Zmartwiłem się więc odrobinę, ale zaraz poweselałem, bo przypomniało mi się, co pisała ta sama Ewa Siedlecka w tej samej Gazecie Wyborczej o polskim wymiarze sprawiedliwości. W sierpniu 2009 roku przy okazji umorzenia przez prokuraturę sprawy rzekomego nielegalnego podsłuchiwania polityków i dziennikarzy za rządów PiS. Otóż wtedy Siedlecka, podobnie jak dzisiaj Gowin, miała w nosie autorytet wymiaru sprawiedliwości i zapłonęła iście pisowskim oburzeniem: - „Prawo jest w Polsce tak skonstruowane, że nie da się udowodnić nadużywania podsłuchów, a prokuratura sama jest zainteresowana, żeby podsłuch można było stosować jak najszerzej”. W dodatku wśród funkcjonariuszy prokuratury obowiązuje zasada wyższości „dobra służby” nad dobrem publicznym - łkała wtedy Siedlecka nad nikczemnością wymiaru sprawiedliwości.
No ludzie, przecież to jest klasyczna stylowa pisówka ta Siedlecka i to według jej własnego kryterium! Ona mówiła Gowinem! Bo czym innym jak nie sitwą są funkcjonariusze publiczni, którzy za nic mają dobro publiczne? A kwestionowanie konstrukcji prawa - czyż nie jest szarganiem jego autorytetu? Ale to nic, znalazłem jeszcze innych stylowych pisowców w redakcji na Czerskiej, podważających autorytet pracowników spod znaku Temidy.

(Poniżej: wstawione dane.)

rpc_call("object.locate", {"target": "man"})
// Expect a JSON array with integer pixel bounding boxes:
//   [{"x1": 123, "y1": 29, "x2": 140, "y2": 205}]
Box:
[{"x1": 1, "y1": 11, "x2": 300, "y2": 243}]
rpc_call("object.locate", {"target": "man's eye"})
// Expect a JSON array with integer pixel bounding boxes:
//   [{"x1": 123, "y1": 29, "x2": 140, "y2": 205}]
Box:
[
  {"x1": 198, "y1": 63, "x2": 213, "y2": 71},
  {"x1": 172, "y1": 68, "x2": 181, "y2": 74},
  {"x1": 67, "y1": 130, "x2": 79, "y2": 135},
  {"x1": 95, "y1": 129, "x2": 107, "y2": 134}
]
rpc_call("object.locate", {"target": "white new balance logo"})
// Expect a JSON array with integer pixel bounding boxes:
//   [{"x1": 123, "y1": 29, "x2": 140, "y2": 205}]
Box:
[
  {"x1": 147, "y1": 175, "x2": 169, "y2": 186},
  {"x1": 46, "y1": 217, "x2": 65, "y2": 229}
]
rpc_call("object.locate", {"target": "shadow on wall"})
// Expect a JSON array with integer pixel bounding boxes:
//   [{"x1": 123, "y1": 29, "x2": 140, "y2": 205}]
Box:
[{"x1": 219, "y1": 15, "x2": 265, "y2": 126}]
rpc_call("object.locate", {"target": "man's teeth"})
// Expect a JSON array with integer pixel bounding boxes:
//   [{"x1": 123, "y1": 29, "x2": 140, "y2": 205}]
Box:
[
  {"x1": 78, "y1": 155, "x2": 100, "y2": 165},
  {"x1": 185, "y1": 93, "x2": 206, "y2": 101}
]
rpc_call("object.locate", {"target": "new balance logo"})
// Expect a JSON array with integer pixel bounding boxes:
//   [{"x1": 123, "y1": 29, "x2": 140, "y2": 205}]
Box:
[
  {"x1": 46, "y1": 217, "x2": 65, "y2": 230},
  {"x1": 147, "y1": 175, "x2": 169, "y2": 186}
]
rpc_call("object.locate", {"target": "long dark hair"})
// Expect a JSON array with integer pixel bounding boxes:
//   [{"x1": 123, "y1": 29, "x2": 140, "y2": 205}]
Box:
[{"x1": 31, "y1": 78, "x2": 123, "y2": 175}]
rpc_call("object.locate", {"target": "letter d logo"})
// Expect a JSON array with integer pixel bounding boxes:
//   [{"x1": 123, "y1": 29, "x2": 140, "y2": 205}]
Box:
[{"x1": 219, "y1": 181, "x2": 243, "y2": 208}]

Oto jak Wojciech Czuchnowski i Agnieszka Kublik stratowali nasz kochany wymiar sprawiedliwości w lipcu 2011: - „Prokuratura osłania funkcjonariuszy ABW, prokuratorów i polityków, którzy dopuścili się nadużycia władzy w sprawie śmierci Barbary Blidy(...)Ma rację szef sejmowej komisji śledczej Ryszard Kalisz, że wszystkie te umorzenia oznaczają, że prokuratura intencjonalnie chroni funkcjonariuszy. Zarazem więc chroni polityków, którzy dopuścili się nadużycia władzy”. Zatem Kublikowa dowaliła z najgrubszej rury, Gowin może się przy niej schować.
Bowiem prawdę mówiąc, tandem z Wyborczej stawia prokuraturze znacznie groźniejszy zarzut niż ta Gowinowa "sitwa" – to niemal zmowa, zaprzaństwo, a może nawet zdrada interesu publicznego przez prokuraturę. Kaczyzm w podręcznikowym stylu! W tym przypadku autorytet nie tylko został podważony, ale wręcz wdeptany w błoto podkutymi buciorami siepaczy z Wyborczej. No, ale tak, macie rację, to wszystko śmiechu warte i pisane w celu weekendowego pokrzepienia serc. Przecież nikt nie może brać na poważnie ludzi podważających własne opinie na ten sam temat. Siedlecka to pisała dla kabaretu, ale przez pomyłkę wysłała do redakcji. Niech będzie.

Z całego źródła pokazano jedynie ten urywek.